Refinement threads fail in Mode 1
Forums
Hello-
I am attempting to process a (true) helical filament (symmetry H) with Frealign v9.11. The processing is being performed locally on a workstation.
After initial alignment of segments with RELION, I was able to port my data to Frealign and generate a believable 3.5 A reconstruction (based on comparison to known structures of the protomer) with Frealign utilizing the RELION alignment parameters with mode 0, running the provided frealign_calc_reconstructions script.

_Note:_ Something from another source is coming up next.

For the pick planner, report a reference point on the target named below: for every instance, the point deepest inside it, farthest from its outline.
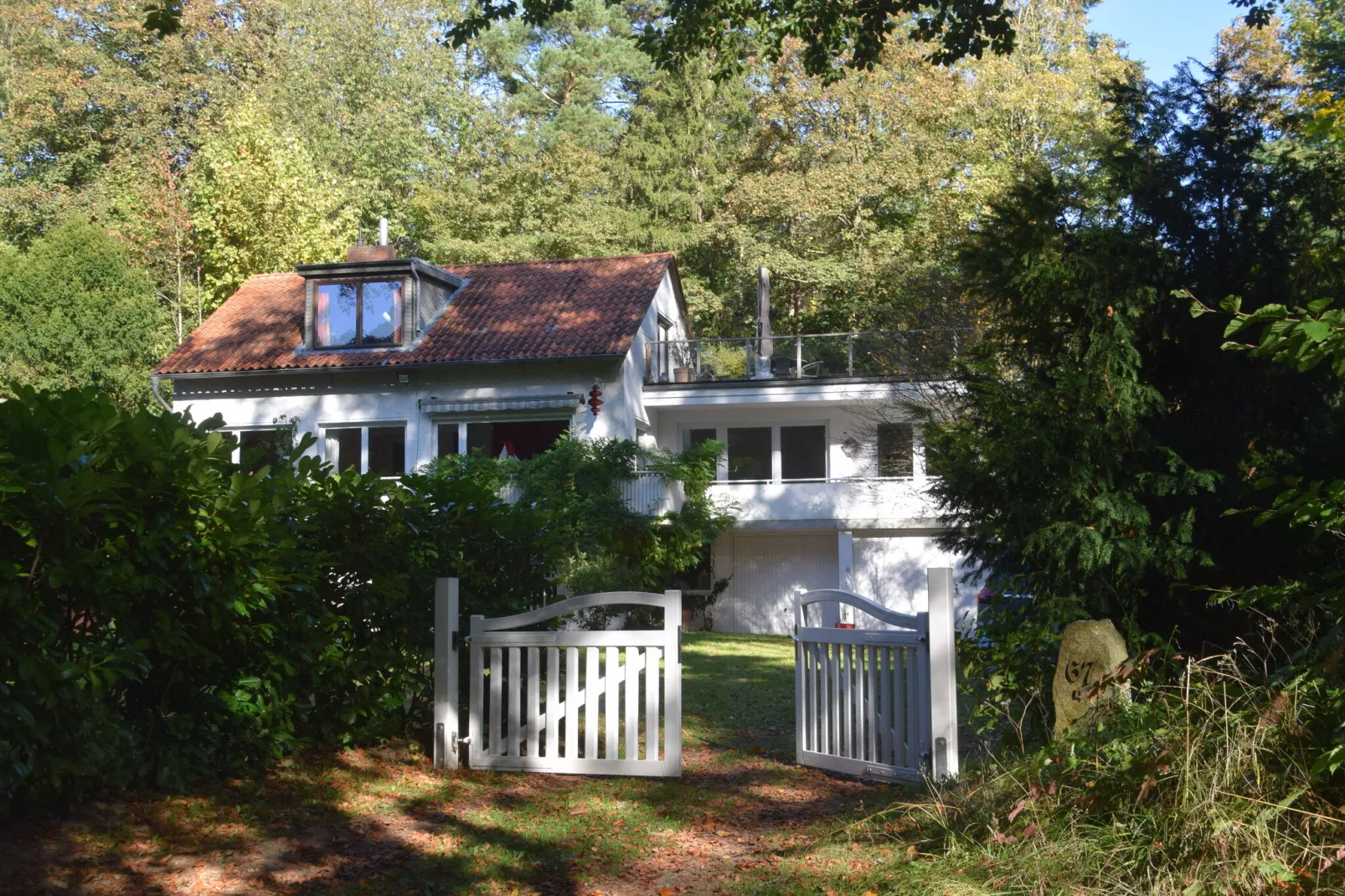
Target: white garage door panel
(767, 572)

I am then able to get through a single round of "priming" refinement setting the parameter_mask values to "0 0 0 0 0" running "frealign_run_refine". However, when I try to then do an actual refinement, setting parameter_mask to "1 1 1 1 1", the refinement step fails in inconsistent ways. The refinement will commence, but then individual frealign processes will begin to fail, generally after writing the header but before writing any alignment parameters to their respective temporary parameter files in the scratch directory. Sometimes they will chug along for a little while but then die, without an obvious pattern to where they fail. Oddly, sometimes the frealign_run_refine script seems aware that this has happened, writing a "Job XXXXX crashed" note in the frealign.log file. However, it does not kill the other threads, and frealign_kill will not work to kill them. Other times, the threads begin to die off, without it noticing, and frealign_kill will work in this condition.
When a "Job XXXXX crashed" note does appear, it will generally point to a specific mult_refine log file in the scratch directory. However, I can find no difference between these files and those from successful threads, other than the lack of any scores.
I can't think of any obvious differences between this job and others we routinely run successfully, other than that the dataset is somewhat larger: ~160,000 segments vs. ~70,000. We are using a 512 box, so the stack is fairly large. We have been using mrc stacks: does this become an issue with large stacks? Would a different format potentially be better? Although it is a bit confusing that it only begins to fail once parameter_mask is set to "1 1 1 1 1"; I would think input-file read issues would manifest themselves systematically...
Apologies for the long post, and thanks very much in advance for any help!
-Greg
This sounds odd. The larger
This sounds odd. The larger files size of the particle stack should not matter. I assume you have already eliminated the obvious, such as limited disk space or limited RAM on your compute nodes to run many jobs in parallel. The problem may have to do with the parameters. You should make sure that there is no obvious difference in the format between the present parameter file and a previous one that worked.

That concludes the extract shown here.